À partir de ces résultats, Lida a alors souhaité approfondir ses recherches en neurobiologie du vieillissement. Son choix s’est porté sur l’Institut Pasteur, pour sa multidisciplinarité, ses collaborations scientifiques à l’échelle internationale et aussi son engagement en santé publique. Depuis son arrivée, elle poursuit l’étude des facteurs sanguins de jouvence et des mécanismes de régénération du cerveau normal, âgé ou pathologique.
Les maladies neurodégénératives, et la maladie d’Alzheimer en particulier, sont en constante augmentation dans le monde. Le vieillissement et la longévité des populations rendent aujourd’hui ces recherches prioritaires, à tel point que l’Institut Pasteur en a fait un axe de recherche stratégique prioritaire dans son plan 2019-2023.
Lida nous recommande d’ailleurs quelques bonnes pratiques pour conserver un cerveau en pleine forme : adopter une alimentation saine et variée, pratiquer des activités physiques régulières car elles favorisent la neurogenèse et la vascularisation et par conséquent la possibilité de développement de nouveaux neurones.

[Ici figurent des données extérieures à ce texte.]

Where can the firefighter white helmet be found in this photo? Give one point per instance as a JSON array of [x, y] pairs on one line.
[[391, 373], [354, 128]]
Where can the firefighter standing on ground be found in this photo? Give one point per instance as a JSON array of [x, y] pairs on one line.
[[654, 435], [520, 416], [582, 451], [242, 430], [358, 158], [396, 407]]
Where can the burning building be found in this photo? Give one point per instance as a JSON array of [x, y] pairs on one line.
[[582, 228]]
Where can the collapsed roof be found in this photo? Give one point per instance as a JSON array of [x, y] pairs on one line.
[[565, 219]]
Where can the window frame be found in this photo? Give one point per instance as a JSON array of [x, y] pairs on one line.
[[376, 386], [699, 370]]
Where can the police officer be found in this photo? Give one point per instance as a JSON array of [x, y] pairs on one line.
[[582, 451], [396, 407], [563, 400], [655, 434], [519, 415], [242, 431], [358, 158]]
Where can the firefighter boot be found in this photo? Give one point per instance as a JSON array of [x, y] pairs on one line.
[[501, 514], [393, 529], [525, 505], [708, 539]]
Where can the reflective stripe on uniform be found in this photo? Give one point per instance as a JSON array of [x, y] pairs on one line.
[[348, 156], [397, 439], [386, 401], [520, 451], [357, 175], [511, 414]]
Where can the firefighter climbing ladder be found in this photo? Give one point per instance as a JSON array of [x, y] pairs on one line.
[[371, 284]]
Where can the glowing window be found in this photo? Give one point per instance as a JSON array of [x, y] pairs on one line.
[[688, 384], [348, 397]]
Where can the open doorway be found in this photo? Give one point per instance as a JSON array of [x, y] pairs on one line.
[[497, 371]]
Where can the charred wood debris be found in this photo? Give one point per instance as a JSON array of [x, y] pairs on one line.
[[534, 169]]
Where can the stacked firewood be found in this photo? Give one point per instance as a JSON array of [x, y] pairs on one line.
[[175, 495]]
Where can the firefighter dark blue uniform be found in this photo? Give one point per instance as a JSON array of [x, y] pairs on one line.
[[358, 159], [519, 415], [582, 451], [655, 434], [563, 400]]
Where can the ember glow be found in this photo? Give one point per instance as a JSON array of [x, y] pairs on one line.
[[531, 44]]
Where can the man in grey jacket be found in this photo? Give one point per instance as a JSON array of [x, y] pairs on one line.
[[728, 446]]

Lida Katsimpardi chercheuse dans l'unité Perception et mémoire dirigée par Pierre-Marie Lledo
Faire fonctionner sa tête, fuir la routine et le stress autant que possible car ils ont des effets délétères. Le cerveau a une plasticité, il est capable de se modifier tout au long de la vie en fonction des expériences et de l’environnement dans lequel il évolue. Il est intimement lié à tout notre corps.
Lida Katsimpardi en quelques dates
2016 – aujourd’hui : chercheuse dans l’unité Perception et mémoire olfactive, dirigée par Pierre-Marie Lledo, Institut Pasteur, Paris, France.
2008 – 2015 : postdoctorat, département Cellules souches et biolologie régénérative, université de Harvard, États-Unis.
2004 – 2008 : doctorat, Institut Pasteur Hellénique et université de Montpellier, rôle de la molécule BM88/Cend1 dans la prolifération et la différenciation des précurseurs neuraux dérivés de la zone sous-ventriculaire de la souris adulte.